Auch in Stuttgart ist man aufgeschreckt, helfen sollen Stadionverbote. Nicht nur die Fans sind skeptisch, denn oft genügt hierfür bereits die Einleitung eines Ermittlungsverfahrens. Und mancher fand sich bereits nach routinemäßiger Personalienaufnahme in der Polizeidatei "Gewalttäter Sport" wieder.

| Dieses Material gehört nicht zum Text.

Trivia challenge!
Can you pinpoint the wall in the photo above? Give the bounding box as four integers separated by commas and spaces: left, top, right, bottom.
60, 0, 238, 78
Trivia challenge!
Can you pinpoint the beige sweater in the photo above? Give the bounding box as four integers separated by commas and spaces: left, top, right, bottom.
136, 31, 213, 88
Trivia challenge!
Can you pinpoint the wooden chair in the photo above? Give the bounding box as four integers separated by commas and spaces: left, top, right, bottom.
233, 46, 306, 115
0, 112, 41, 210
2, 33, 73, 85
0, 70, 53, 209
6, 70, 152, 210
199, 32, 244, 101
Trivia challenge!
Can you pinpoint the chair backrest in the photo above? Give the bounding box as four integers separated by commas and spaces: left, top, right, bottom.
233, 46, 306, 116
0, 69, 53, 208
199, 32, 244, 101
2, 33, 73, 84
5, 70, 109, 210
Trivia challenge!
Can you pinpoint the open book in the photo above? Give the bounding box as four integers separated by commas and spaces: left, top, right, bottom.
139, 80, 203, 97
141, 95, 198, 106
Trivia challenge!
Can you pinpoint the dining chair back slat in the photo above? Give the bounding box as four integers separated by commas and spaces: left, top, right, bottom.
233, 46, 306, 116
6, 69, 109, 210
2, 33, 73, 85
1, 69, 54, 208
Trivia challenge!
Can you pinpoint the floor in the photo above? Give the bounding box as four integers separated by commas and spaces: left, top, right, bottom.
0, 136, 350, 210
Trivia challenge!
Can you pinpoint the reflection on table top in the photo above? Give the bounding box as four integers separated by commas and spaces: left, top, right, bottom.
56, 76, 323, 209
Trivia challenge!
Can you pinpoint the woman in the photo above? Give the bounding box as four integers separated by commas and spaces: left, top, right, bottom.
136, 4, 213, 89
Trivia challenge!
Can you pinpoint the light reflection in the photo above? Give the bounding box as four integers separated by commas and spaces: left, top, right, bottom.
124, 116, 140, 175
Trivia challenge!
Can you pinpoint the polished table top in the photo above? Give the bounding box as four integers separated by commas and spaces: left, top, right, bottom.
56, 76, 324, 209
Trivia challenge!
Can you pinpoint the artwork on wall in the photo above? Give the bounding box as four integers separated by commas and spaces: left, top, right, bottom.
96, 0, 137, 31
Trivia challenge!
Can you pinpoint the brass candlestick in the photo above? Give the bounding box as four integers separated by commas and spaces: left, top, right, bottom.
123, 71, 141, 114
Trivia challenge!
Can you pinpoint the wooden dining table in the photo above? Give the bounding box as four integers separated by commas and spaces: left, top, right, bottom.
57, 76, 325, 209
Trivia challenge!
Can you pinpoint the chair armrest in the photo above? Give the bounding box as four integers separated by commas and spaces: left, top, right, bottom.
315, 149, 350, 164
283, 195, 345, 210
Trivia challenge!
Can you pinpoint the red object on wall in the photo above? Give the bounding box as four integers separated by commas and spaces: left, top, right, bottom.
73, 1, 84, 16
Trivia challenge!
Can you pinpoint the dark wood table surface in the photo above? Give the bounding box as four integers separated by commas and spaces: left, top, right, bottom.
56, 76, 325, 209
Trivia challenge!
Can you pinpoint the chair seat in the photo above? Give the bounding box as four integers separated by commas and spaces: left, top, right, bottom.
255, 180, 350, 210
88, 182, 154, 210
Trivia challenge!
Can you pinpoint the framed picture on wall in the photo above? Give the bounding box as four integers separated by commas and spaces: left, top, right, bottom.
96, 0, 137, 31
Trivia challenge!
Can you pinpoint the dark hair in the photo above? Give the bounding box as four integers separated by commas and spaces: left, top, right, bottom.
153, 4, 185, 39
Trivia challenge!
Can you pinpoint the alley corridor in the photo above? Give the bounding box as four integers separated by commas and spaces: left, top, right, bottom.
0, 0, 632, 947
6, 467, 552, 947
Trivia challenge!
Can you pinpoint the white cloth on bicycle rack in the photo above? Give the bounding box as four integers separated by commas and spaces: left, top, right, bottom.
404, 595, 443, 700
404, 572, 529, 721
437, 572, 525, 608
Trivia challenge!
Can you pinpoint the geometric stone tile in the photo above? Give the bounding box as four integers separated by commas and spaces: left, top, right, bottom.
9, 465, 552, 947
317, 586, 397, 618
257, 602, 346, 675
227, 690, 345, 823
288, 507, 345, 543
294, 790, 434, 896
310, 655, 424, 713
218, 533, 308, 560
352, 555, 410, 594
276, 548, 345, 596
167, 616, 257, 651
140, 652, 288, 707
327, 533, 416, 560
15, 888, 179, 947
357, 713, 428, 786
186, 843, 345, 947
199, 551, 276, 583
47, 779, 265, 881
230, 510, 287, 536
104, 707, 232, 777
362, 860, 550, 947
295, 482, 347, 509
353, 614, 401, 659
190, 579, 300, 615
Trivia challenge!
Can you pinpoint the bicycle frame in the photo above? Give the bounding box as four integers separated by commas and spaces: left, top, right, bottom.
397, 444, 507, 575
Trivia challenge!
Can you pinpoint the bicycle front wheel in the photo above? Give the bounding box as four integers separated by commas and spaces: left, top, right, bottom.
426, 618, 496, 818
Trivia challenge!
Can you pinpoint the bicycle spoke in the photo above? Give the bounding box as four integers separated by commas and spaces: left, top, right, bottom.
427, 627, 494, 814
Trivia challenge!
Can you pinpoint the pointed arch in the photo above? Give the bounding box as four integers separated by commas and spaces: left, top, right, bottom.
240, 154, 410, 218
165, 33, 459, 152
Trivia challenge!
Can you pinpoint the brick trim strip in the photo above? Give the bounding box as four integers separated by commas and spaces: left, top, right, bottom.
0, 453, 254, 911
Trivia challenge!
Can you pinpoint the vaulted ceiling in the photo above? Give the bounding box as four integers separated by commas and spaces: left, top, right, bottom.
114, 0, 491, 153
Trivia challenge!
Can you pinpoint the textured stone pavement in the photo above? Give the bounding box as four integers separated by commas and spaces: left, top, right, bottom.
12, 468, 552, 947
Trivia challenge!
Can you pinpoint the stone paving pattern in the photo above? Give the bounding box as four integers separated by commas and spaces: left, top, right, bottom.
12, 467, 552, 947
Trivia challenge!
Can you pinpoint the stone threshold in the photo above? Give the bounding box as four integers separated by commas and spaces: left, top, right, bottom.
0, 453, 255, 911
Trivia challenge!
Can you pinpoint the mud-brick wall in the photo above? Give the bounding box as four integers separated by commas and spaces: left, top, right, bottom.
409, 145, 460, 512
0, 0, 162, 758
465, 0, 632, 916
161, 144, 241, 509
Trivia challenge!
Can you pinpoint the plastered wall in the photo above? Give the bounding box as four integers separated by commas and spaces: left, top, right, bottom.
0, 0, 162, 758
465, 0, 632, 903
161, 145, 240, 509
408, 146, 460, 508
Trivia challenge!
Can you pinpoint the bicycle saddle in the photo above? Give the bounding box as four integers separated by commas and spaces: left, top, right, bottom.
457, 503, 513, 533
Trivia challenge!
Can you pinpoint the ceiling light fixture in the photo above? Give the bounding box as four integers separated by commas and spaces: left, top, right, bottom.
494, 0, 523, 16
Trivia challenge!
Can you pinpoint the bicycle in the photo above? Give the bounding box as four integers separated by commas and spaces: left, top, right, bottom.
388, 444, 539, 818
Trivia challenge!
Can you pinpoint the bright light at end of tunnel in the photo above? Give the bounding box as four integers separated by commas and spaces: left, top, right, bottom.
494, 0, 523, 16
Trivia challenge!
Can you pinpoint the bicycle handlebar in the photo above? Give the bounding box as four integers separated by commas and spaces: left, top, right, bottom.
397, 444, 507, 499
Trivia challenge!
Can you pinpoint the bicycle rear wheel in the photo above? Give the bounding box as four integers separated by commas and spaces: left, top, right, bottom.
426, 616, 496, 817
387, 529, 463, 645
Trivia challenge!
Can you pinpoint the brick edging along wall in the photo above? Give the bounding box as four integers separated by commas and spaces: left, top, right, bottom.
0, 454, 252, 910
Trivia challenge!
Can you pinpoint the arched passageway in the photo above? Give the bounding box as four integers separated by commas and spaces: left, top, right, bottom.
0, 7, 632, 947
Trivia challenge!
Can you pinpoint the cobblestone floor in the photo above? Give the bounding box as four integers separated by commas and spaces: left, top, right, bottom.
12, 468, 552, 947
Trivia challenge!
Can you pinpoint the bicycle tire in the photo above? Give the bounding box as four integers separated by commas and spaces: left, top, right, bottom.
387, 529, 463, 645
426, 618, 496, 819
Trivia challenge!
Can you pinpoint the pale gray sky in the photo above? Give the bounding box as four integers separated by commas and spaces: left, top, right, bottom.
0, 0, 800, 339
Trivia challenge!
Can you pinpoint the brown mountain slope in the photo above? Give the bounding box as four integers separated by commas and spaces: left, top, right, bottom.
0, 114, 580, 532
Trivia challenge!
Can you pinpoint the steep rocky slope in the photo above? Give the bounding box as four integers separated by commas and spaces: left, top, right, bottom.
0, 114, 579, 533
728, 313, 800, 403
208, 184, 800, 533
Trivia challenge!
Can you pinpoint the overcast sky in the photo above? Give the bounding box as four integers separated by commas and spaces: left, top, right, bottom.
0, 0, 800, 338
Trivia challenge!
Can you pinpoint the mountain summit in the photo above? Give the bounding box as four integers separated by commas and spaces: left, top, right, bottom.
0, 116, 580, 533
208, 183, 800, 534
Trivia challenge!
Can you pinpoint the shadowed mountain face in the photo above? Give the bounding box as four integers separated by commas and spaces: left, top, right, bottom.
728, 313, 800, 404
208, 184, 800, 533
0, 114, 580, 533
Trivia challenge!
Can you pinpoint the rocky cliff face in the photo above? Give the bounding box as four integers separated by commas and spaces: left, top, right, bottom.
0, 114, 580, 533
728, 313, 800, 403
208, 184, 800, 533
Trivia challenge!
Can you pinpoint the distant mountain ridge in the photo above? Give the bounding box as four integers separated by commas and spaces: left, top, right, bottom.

"Die Datei ist zumindest fragwürdig", meint auch Dirk Grießbaum, Mitarbeiter des Fan-Projekts Karlsruhe. Dieses bietet seit den 80ern mit aufsuchender und begleitender Jugendsozialarbeit zahlreiche Angebote für Fußballfans, die der Gewaltprävention dienen. Das Projekt wird zu 2/3 durch die Stadt und zu 1/3 durch den DFB finanziert. Baden-Württemberg ist neben Sachsen eines der wenigen Bundesländer, das Fan-Projekte nicht unterstützt. Doch nicht nur die Politik steht in der Verantwortung: Das Derby in Kaiserslautern war kein Ruhmesblatt für die Karlsruher Fanszene. Weil er eine bengalische Fackel auf Fans des FCK (zurück-)geworfen hatte, erhielt ein 23-jähriger KSC-Anhänger drei Monate auf Bewährung und fünf Jahre bundesweites Stadionverbot, der KSC bekam eine Geldstrafe von 8.000 Euro, denn im Fanblock der Badener waren zwei Raketen abgefeuert und eine Rauchbombe gezündet worden. Auf der Rückfahrt schlugen Hooligans im überfüllten Sonderzug sogar auf weibliche KSC-Fans ein, um sich Platz zu verschaffen. Da fehlen einem die Worte.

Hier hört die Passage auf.